The debate about whether gasoline-electric hybrid vehicles are more cost-effective than conventionally powered models has gone on for years. Recent declines in gas prices are now playing a role.
Vincentric LLC, which measures the overall cost of owning a vehicle, says the answer depends on your choice of hybrid. The range is vast between the most and least cost-efficient of the 31 hybrids from the 2014 model year that the firm analyzed. Over five years, Toyota Motor ’s Lexus CT 200h sedan saves an owner about $7,600 vs. the brand’s non-hybrid IS 250. Meanwhile, the Lexus GS 450h hybrid sedan costs nearly $8,200 more to own over that period than the comparable conventionally powered Lexus GS 350.
Just 10 of the 31 hybrids Vincentric evaluated are less expensive to operate than their closest gasoline-only counterparts, it found. And the fuel-savings gap between hybrids and conventional models is shrinking fast. Just two years ago, Vincentric notes, 44% of all hybrids were more cost-effective than their traditional counterparts.

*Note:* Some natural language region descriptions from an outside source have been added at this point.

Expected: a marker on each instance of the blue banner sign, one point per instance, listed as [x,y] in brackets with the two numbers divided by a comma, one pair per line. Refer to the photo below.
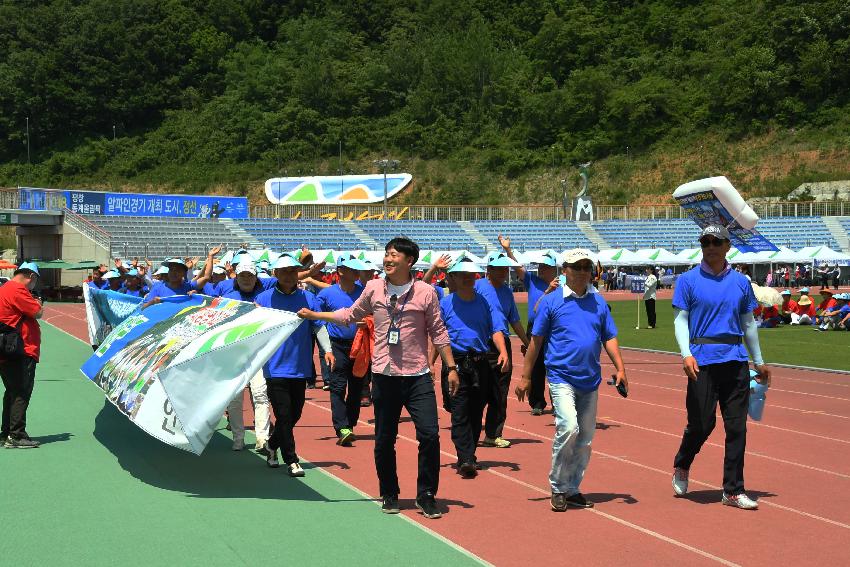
[134,204]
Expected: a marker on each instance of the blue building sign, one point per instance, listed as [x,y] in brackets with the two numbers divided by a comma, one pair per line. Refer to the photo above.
[137,204]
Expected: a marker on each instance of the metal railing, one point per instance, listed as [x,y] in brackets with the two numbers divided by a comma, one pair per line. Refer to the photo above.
[88,229]
[531,212]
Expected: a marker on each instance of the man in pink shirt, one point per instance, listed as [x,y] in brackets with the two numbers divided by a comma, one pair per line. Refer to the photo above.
[407,316]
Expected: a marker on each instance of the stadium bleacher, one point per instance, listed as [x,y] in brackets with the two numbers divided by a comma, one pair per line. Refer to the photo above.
[677,234]
[531,235]
[157,237]
[285,234]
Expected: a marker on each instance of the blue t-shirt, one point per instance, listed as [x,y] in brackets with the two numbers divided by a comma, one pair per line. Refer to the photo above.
[715,305]
[161,289]
[294,358]
[250,297]
[576,328]
[471,324]
[333,298]
[138,292]
[536,288]
[501,297]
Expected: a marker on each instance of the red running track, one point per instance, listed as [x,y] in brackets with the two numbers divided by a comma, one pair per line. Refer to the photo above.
[798,465]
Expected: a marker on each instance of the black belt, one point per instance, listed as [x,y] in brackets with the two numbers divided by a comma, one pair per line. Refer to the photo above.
[473,356]
[717,340]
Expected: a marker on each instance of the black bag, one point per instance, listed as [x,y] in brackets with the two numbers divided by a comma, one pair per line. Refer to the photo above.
[11,342]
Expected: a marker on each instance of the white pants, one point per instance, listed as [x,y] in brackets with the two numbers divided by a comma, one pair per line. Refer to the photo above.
[260,397]
[803,319]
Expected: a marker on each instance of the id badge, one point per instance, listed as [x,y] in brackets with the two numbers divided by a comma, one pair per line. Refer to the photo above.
[392,336]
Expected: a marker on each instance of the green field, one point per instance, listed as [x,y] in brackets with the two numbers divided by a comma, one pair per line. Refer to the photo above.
[784,345]
[102,492]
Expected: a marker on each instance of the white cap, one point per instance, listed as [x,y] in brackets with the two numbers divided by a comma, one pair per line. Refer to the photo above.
[577,255]
[246,267]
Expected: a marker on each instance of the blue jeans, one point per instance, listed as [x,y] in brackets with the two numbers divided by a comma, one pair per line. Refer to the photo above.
[575,424]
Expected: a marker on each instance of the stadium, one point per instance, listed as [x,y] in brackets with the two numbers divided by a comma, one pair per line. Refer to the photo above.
[328,283]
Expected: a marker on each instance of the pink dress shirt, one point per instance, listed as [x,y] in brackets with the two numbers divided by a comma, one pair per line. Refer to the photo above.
[417,319]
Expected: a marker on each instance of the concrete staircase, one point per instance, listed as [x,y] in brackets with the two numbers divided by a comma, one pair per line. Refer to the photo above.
[362,235]
[240,234]
[476,235]
[833,224]
[592,235]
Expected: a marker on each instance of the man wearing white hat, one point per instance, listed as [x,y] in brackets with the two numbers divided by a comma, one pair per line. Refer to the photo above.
[345,387]
[175,281]
[288,370]
[714,320]
[247,288]
[472,322]
[537,286]
[578,323]
[20,348]
[495,289]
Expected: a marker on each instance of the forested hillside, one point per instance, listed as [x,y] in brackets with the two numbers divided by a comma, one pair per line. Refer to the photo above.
[483,100]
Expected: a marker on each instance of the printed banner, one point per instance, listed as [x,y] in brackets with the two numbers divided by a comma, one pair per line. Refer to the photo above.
[133,204]
[105,310]
[336,189]
[173,368]
[715,201]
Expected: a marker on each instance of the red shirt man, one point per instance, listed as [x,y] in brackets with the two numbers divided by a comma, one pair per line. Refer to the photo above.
[19,310]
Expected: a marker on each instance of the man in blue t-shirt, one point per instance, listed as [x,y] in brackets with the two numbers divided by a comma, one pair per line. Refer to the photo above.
[288,370]
[546,281]
[472,323]
[713,307]
[247,289]
[345,387]
[577,323]
[496,291]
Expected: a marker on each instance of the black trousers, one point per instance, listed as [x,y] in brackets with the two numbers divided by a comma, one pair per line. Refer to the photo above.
[345,387]
[19,380]
[478,387]
[286,396]
[416,394]
[494,422]
[729,384]
[650,311]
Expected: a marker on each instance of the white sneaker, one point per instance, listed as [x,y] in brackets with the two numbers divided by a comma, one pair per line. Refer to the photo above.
[680,481]
[741,501]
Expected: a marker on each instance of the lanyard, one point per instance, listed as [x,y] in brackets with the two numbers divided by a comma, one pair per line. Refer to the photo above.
[397,316]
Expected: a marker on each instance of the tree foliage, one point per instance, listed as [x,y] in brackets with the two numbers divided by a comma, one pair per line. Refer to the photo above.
[235,86]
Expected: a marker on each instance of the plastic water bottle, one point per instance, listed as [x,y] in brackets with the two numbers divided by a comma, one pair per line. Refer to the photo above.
[757,397]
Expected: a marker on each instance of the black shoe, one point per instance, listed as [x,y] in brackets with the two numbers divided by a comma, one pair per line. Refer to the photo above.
[467,470]
[578,501]
[428,506]
[389,505]
[559,502]
[20,443]
[271,457]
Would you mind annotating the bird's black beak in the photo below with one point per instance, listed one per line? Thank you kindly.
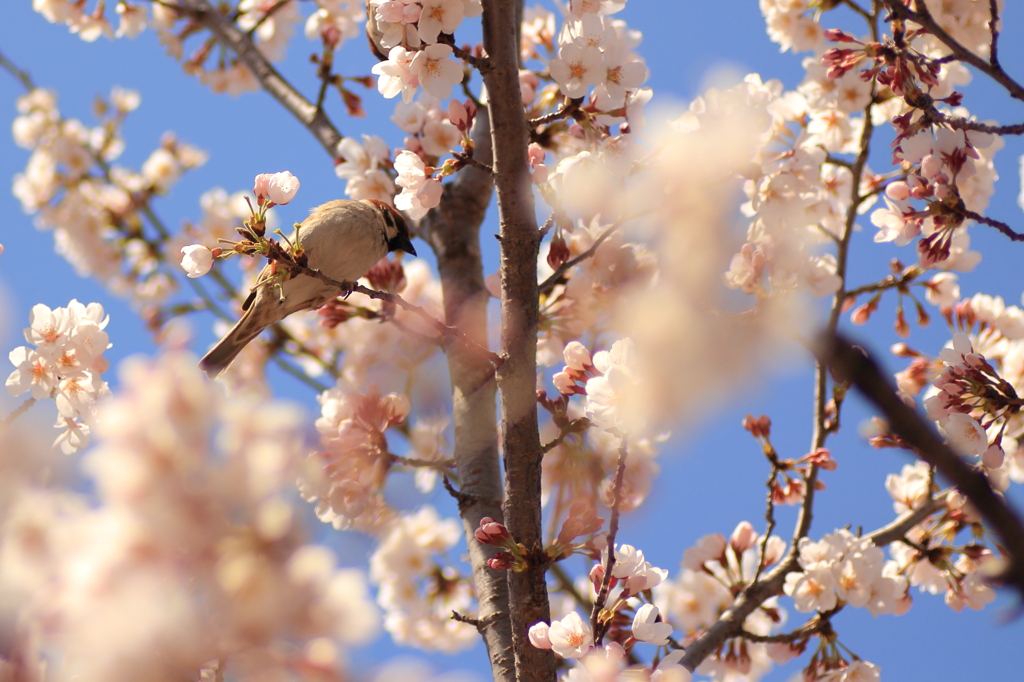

The little Lexus sports hatchback costs $3,150 less than the equivalent non-hybrid Lexus IS 250 sedan, while saving a whopping $6,190 in fuel costs over five years—for a total five-year cost advantage of $7,630.
“Hybrids are losing their competitive edge due to the improved fuel economy of gas-powered combustion engines and falling fuel prices,” says David Wurster, president of the Bingham Farms, Mich.-based firm.
When all the costs of ownership are calculated, 2014 hybrids cost $1,450 more to operate over a five-year period, the firm says. The biggest factor is whether fuel savings can offset a hybrid’s price premium. For instance, Nissan Motor ’s Infiniti Q70 Hybrid sedan saves an owner nearly $5,000 in fuel expense over five years compared to the gasoline-only Q70. But the hybrid version costs $5,700 more, setting owners back $2,400.